Genel Koordinatörün Mesajı
Simurg’un Sedası’nın arkasında Doğan Cüceloğlu’nun tabiriyle “Mış Gibi” yaşayan insanların tavrından ve iş bilmezliğinden yılmış, kendi kültürünü ve tarihini geç yaşlarda keşfetmiş birkaç gencin hikayesi vardır. Bu gençler 2012 yılında “bütün aksiliklere, cehaletimize ve imkansızlıklara rağmen kendi kendimizi nasıl yetkin hale getiririz” sorusunun cevabını aradılar ve cevaben her türlü kişisel hırstan arınmış, akademik ahlaka ve değerlere gönülden bağlı ve “mış gibi” iş yapmayan bireylerden oluşan kolektif bir çabanın gerektiği sonucuna vardılar. Buna göre her hafta bir kişi uzmanı olduğu, uzmanı olmak istediği veya ilgilendiği bir konuda hazırlık yapacak ve bir kafede toplanıp katılmak isteyen herkese seminer olarak bilgilerini aktaracaktı. Bu seminerler o günden bugüne bir gelenek olarak sürmektedir.

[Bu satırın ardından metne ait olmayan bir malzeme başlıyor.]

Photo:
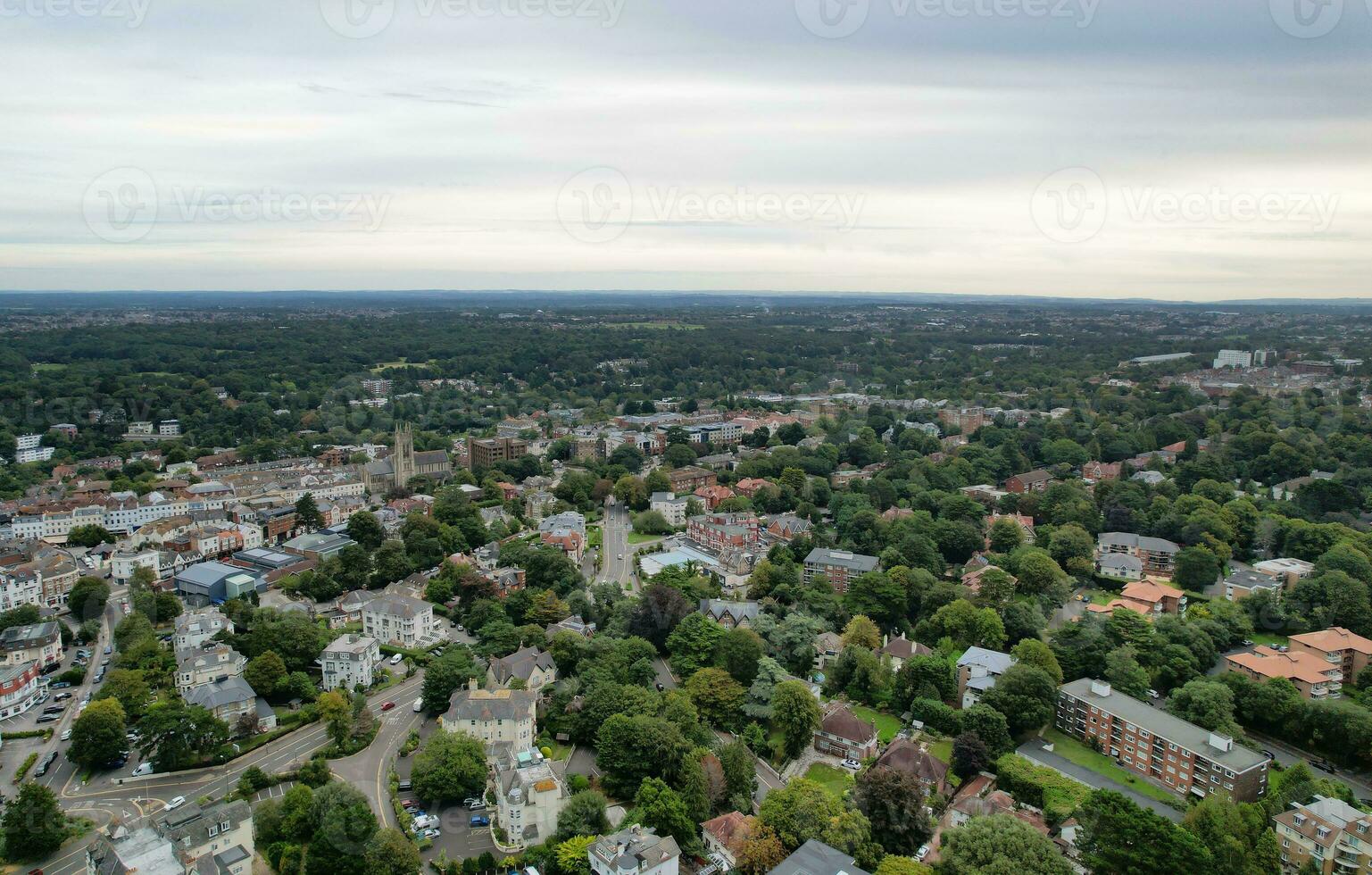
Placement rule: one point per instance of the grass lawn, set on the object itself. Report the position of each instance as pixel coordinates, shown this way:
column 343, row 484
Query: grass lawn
column 886, row 726
column 942, row 750
column 1105, row 765
column 836, row 780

2013’te ilk faaliyetlerine başlayan ekip, faaliyet gösterdiği şehirde tanınıp bilindikçe etkinliklerini çeşitlendirme şansı buldu. Buna göre ekip üyeleri aylık bülten, televizyon programları, yerel bir gazetenin haftalık kültür sanat sayfası editörlüğü gibi birçok farklı işi tamamen gönüllü olarak yerine getirdi.
Simurg’un Sedası ekibi olarak “akademi”yi her şeyin üzerinde tutmak en temel ilkemizdir. Akademik düşünce biçimi bizler için hakikatin, yani gerçek arayışının vazgeçilmez bir enstrümanıdır ve her türlü farklılığı bünyesinde eritmeye muktedirdir. Bu yönüyle kendimizi “her türlü sıkıntıya rağmen Simurg’a ulaşmaya çalışan kuşlar” imgesiyle paralel konumlandırdık ve idealimize doğru yani Simurg’a doğru yola çıktık. Farklı özelliklere ve farklı cinslere sahip onlarca kuşun Kaf Dağı’na Simurg’un yanına doğru uçma çabası ile birbirimizden farklı çalışma alanlarına, karakterlere, donanıma ve dünya görüşüne sahip gençlerin Türk akademisine hizmet gayesi arasında bir paralellik kurarak hiçbir menfaat beklemeden gönüllü olarak bu işe kalkıştık.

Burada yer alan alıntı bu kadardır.